Resistência nas florestas

 

Aqueles que se opunham às expropriações eram, assim, assimilados aos guerrilheiros maoístas, ou seja, os revolucionários que, inspirados pela revolução rural de Mao Zedong, a partir dos anos 1960 iniciaram uma resistência armada contra o exército do governo.

 

Ao longo dos anos, tiroteios e emboscadas tomaram a forma de verdadeiras execuções sumárias, envolvendo também as populações nativas que, reivindicando independência para si mesmas, eram catalogadas como unidades terroristas. Ainda hoje, em nome da luta implacável contra os maoístas, os militares invadem aldeias, perpetram violências e esvaziam as florestas, rotuladas como áreas "afetadas por terroristas".

 

Como lembra Marina Forti em Il cuore di tenebra dell’India (Mondadori, 2012), o Padre Swamy participou da primeira inspeção das florestas ocupadas pelas forças de segurança nas operações militares do governo Green Hunt e Anaconda.

 

Para conter essa violência cega, o jesuíta tentou, então, reportar-se aos princípios da própria constituição indiana como garantia de proteção para os nativos. Mesmo assim, ainda hoje 47% das pessoas que vivem em áreas rurais são pobres. Paralelamente, os governos locais assinam centenas de protocolos de entendimento com empresas industriais para a criação de polos de mineração, escondidos por atrás de centros de pesquisa ou sedes humanitárias de nomes retumbantes.

 

Igreja silenciosa

 

De acordo com o relatório do think tank independente Land Rights Initiative, os adivasis representam 8% da população da Índia, mas têm quatro vezes mais probabilidade de serem deslocados pelo desenvolvimento industrial. Em estados como Jharkhand, onde os nativos estão sob constante ameaça de despejo, 9 por cento são católicos.

 

No entanto, no passado, o jesuíta criticou o silêncio da Igreja Católica face às incursões e à violência dos militares nas aldeias: “Se a Igreja fica em silêncio, mais cedo ou mais tarde os adivasis irão revoltar-se. A igreja deve quebrar o silêncio e se unir aos movimentos populares, caso contrário, terá falhado a sua missão”, trovejou o jesuíta entrevistado em 2012 por Marina Forti.
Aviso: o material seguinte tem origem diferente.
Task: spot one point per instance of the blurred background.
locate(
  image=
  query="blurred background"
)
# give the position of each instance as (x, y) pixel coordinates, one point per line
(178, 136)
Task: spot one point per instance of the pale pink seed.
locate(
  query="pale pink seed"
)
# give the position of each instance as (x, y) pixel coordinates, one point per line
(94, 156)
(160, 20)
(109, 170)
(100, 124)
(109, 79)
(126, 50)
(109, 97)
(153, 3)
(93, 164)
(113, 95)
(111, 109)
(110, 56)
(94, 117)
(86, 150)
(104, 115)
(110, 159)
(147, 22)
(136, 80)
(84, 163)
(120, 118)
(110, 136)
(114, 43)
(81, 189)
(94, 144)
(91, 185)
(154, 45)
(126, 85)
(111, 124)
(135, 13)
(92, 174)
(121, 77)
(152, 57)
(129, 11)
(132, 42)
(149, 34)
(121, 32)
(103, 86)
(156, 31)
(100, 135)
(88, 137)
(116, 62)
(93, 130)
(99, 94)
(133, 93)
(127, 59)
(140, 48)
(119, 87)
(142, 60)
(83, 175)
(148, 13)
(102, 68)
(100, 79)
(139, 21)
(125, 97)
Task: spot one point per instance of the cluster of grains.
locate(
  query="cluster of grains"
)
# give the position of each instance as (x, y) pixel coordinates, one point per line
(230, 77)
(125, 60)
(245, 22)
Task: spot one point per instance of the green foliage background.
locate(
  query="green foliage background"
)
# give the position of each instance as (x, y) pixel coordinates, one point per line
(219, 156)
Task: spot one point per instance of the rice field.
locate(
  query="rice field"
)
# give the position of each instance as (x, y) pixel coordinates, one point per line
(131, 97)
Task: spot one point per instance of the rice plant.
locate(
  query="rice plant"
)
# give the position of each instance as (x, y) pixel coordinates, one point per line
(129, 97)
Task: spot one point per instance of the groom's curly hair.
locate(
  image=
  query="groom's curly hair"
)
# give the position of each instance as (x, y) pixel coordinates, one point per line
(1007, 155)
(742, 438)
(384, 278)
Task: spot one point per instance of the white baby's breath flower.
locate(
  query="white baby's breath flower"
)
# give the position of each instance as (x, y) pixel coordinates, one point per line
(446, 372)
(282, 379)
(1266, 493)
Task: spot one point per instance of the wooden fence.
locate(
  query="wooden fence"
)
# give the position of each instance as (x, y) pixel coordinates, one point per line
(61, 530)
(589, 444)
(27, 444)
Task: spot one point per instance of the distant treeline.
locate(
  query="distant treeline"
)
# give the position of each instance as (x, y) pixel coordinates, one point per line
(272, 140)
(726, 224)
Agora que está preso e em condições precárias, a comunidade local faz sentir sua proximidade: “Há uma equipe que cuida de suas atividades enquanto ele está preso - admite o padre Ohlol, que acrescenta - até agora nenhum comentário chegou da Santa Sé. As informações chegaram certamente ao superior geral dos jesuítas e, muito provavelmente, também ao Vaticano”.

 

Na sua curta intervenção em vídeo, o idoso e debilitado jesuíta admitiu na sexta-feira um agravamento do seu estado, mas expressou a sua preocupação pelos outros reclusos, pedindo para permanecer perto da sua comunidade: “Stan está mais preocupado com os outros do que consigo próprio. O seu é verdadeiramente um espírito cristão”, disse seu advogado comovido.